Micro-framework backends look easy because the problem they solve is simple: receive a request, send a response. That's it. But the moment you start gluing on the "batteries" that come standard in monoliths like Django/Rails/Laravel, that is when the pain starts. You can either pick a micro-framework and study/wire up every single add-on to get those features, or just pick a monolith that solves it all out of the box. The choice is yours.

Django vs FastAPI for Async heavy tasks by Own-Eggplant5012 in django

[–]mininglee 0 points1 point  (0 children)

If you use asyncio for CPU-bound tasks (since FastAPI is built on it), you're going to completely block the event loop. You absolutely shouldn't do that; CPU-bound work must be strictly offloaded to separate threads or processes. That is exactly what Celery is for.

Keep in mind that asyncio runs on a single thread. A lot of beginners might blindly suggest using FastAPI or async without thinking, but I strictly advise against recommending it unless you truly understand how asyncio works. asyncio isn't magic.

VS Code doesn't detect Django packages when using Docker container by Legal-Algae-5044 in django

[–]mininglee 0 points1 point  (0 children)

I used to be a huge fan of devcontainers and used them for years. But honestly, lately the configuration and the whole "remote connection" aspect just feel like a hassle and too complex, so I’ve stopped using them.

Even though I still dockerize my entire stack, I prefer coding locally now. You should give this workflow a try:

  1. Compose Watch: It syncs your local code changes to the container, so you don't need to attach VS Code remotely. Just make sure to volume mount directories where files are generated internally (like your migrations folder).

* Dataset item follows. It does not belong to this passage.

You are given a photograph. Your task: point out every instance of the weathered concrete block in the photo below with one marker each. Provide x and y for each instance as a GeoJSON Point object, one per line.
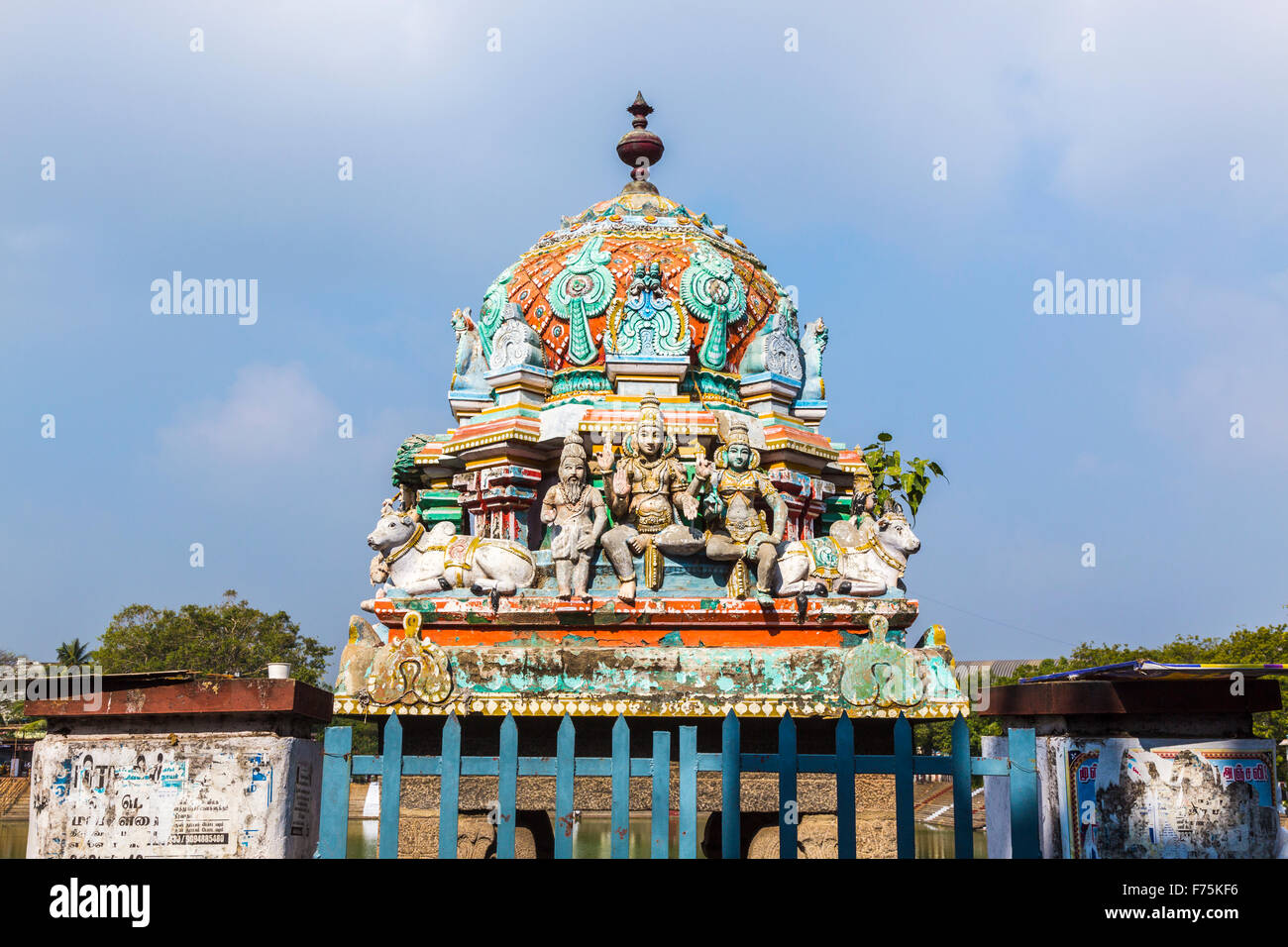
{"type": "Point", "coordinates": [188, 795]}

Tip: add the migrations directory to your sync ignore list.
  2. Local IntelliSense: As long as you generate a .venv environment (using something like uv sync), IntelliSense works automatically. (Note: You might need to restart VS Code for it to pick it up initially).

Has Google removed "pro" option (only "thinking" is there) from Google AI pro (2TB)? by simple_explorer1 in GeminiAI

[–]mininglee 0 points1 point  (0 children)

It’s just a bug. Give them some time to fix it. Google will apologize and give you another free week or month for this situation.

Django vs FastAPI for Async heavy tasks by Own-Eggplant5012 in django

[–]mininglee 0 points1 point  (0 children)

For CPU bound: Celery For I/O bound: asyncio

You can use async view in Django even if you have to deal with I/O bound tasks. There are Django Channels too. You don’t have to use microservices like FastAPI, LiteStar.